Hook Up
“Ryan, you let me in. I told you, I can feel your emotions. You wanted me so badly. It was so easy to be swept along…”
    “You faked it?”
    His pain was hers, and she decided he deserved the truth, if only half of it. “Of course not. There’s no way I could fake nine orgasms. You are a wonderful lover, but wonderful is not enough to make me want to change my life,” she explained. “I like my life. There’s nothing I want to change.”

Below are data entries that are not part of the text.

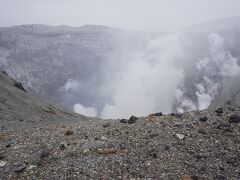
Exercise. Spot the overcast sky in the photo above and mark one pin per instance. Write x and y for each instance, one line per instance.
(162, 15)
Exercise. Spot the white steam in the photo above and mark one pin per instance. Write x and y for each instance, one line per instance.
(156, 79)
(87, 111)
(213, 70)
(148, 82)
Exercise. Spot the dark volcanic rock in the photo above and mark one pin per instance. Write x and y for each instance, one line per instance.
(124, 121)
(158, 114)
(69, 132)
(219, 111)
(203, 118)
(20, 168)
(178, 115)
(44, 153)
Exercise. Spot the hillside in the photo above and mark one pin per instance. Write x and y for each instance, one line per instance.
(195, 145)
(19, 109)
(92, 66)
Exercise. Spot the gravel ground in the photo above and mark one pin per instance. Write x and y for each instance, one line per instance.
(194, 145)
(41, 141)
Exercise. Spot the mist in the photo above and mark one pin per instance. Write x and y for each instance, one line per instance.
(166, 76)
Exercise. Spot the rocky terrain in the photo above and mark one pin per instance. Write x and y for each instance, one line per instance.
(194, 145)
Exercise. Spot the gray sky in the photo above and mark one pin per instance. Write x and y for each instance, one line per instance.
(162, 15)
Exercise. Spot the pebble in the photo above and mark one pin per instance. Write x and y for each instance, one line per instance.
(44, 153)
(158, 114)
(180, 136)
(3, 163)
(1, 157)
(20, 168)
(106, 151)
(103, 138)
(186, 177)
(153, 135)
(106, 125)
(203, 118)
(31, 167)
(86, 151)
(62, 146)
(234, 118)
(69, 132)
(132, 120)
(167, 148)
(124, 121)
(219, 110)
(178, 115)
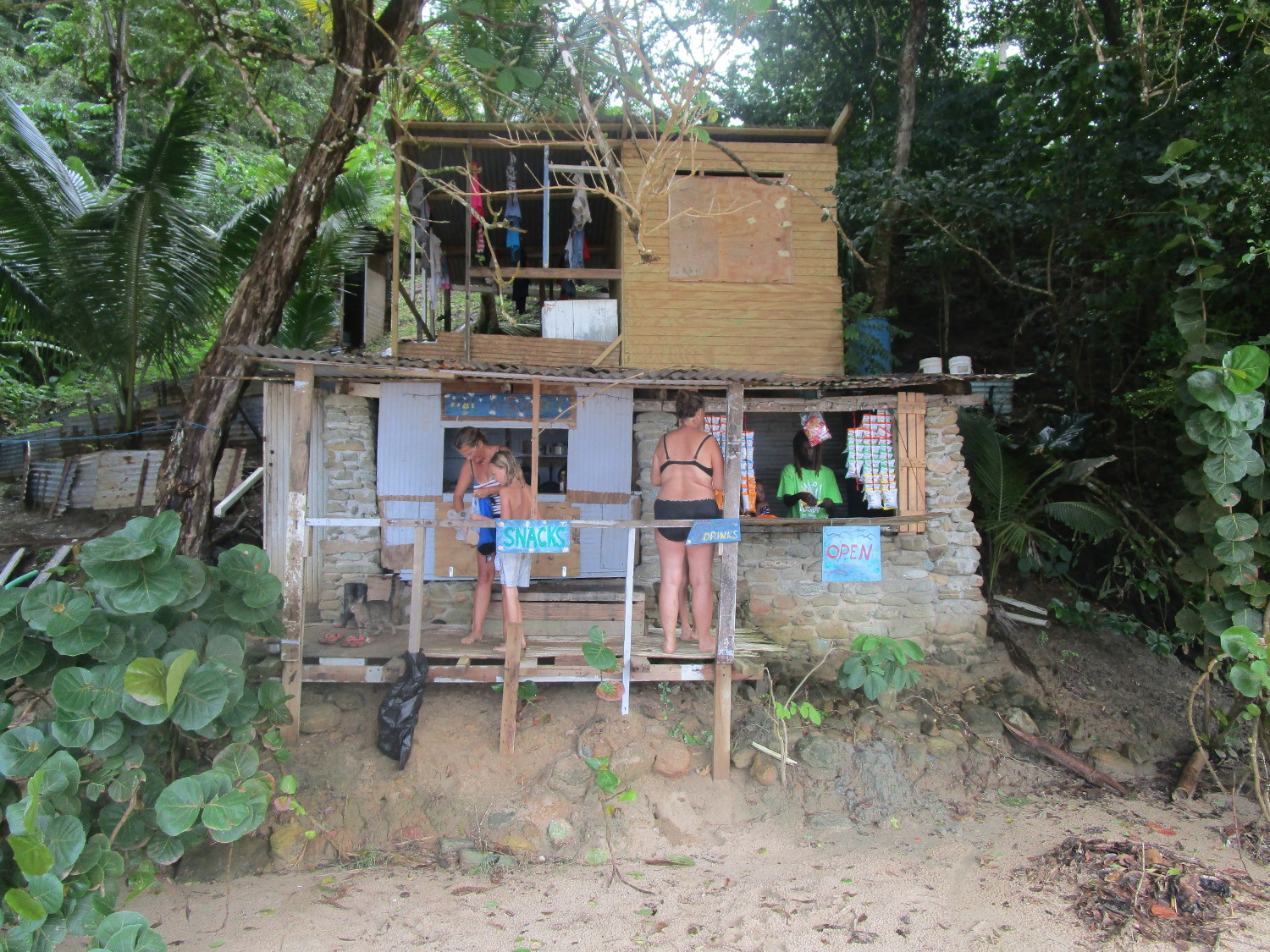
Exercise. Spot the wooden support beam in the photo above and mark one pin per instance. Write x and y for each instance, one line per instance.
(533, 449)
(58, 558)
(726, 647)
(511, 687)
(911, 452)
(417, 599)
(12, 564)
(297, 538)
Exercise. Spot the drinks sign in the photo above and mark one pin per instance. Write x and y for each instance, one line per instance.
(851, 553)
(706, 532)
(533, 536)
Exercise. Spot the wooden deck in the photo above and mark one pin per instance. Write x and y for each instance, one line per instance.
(554, 654)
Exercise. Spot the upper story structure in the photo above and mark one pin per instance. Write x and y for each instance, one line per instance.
(738, 267)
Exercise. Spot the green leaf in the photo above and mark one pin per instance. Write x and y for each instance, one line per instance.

    He shook his head and poured himself a cup of coffee. “It can’t possibly be this good with your girlfriend, Crystal. You left her at the wedding with a hot blond and a stiff drink and never even glanced back on your way out the door.” He took a sip of coffee. Her mouth watered, but she set her cup down on the table and went back into the bedroom to get her shoes. She sat on the bed to put them on and ignored Ryan, standing in the doorway.
    The emotional overload of the past twenty-four hours was wearing on her last nerve, and her composure was fraying. She was hungry, tired and she wanted nothing more than to sit down and have breakfast with him like a normal person, but she wasn’t a normal person. She was an empath and she needed distance in order to function, distance she couldn’t get from him. She wasn’t sure which was worse, the fact that she couldn’t keep him out of her head or the fact that he made her want things she couldn’t have. Either way, she had to get out of here before she did something stupid, like crawl back in bed and lose herself completely.
    She stood and walked toward him, keeping her eyes on the center of his bare chest.
    He blocked the door.
    “Please move.” When he didn’t budge, she froze, not wanting to touch him.
    He crossed his arms. “Not until you tell me why you’d have to change your life to have breakfast with me. You spent the night, after all. I’d say breakfast is downshifting.”
    Crystal raised her gaze to his teasing grin. His dark eyes were shining with laughter, smile lines fanning out from the edges. The man was infuriating. And relentless. They weren’t just talking about breakfast and he knew it. And because she’d read his heart last night, she knew his desire for her was underpinned by hurt and anger. She couldn’t blame him for feeling betrayed by what she had done ten years ago. From his perspective, she’d gotten out of bed with him and climbed into the sack with the Alpha Sig brothers. He didn’t know she’d had no control over her actions. He didn’t know it wasn’t her fault. He had no way of knowing unless she told him, and she wasn’t going to do that.
    If thinking she was a tramp had kept him away then, it would probably work now too. But, oh, it was going to hurt. It was one thing to cultivate the image of a freewheeling sex guru—it was another thing to brand herself a heartless slut. However, she was running out of options. She couldn’t risk the emotional hell she’d barely survived ten years ago.
    She kept her voice light. “Staying for breakfast isn’t really my style. I would have left last night if you hadn’t worn me out. You have the energy of a dozen men—and I would know, remember?”
    She moved forward and he drew back, probably to avoid touching her. Lord knew she felt dirty. She quickened her stride as he followed her into the other room.
    “No, actually,” he said. “I remember a sweet girl who gave me her virginity. That girl would have stayed for breakfast, lunch and dinner. She wasn’t just in it for the sex, and she wouldn’t have jumped into a frat house orgy—but she did, right? What happened, Crystal? Why did you do it?” The air held curiosity, not scorn or judgment. “If you’re not going to stay, at least tell me that.”
    She kept her back to him as she snatched her purse from the desk and composed her expression. She turned toward the door, wishing for the first time that his emotions were more volatile. The cool calculation in his tone was dangerous.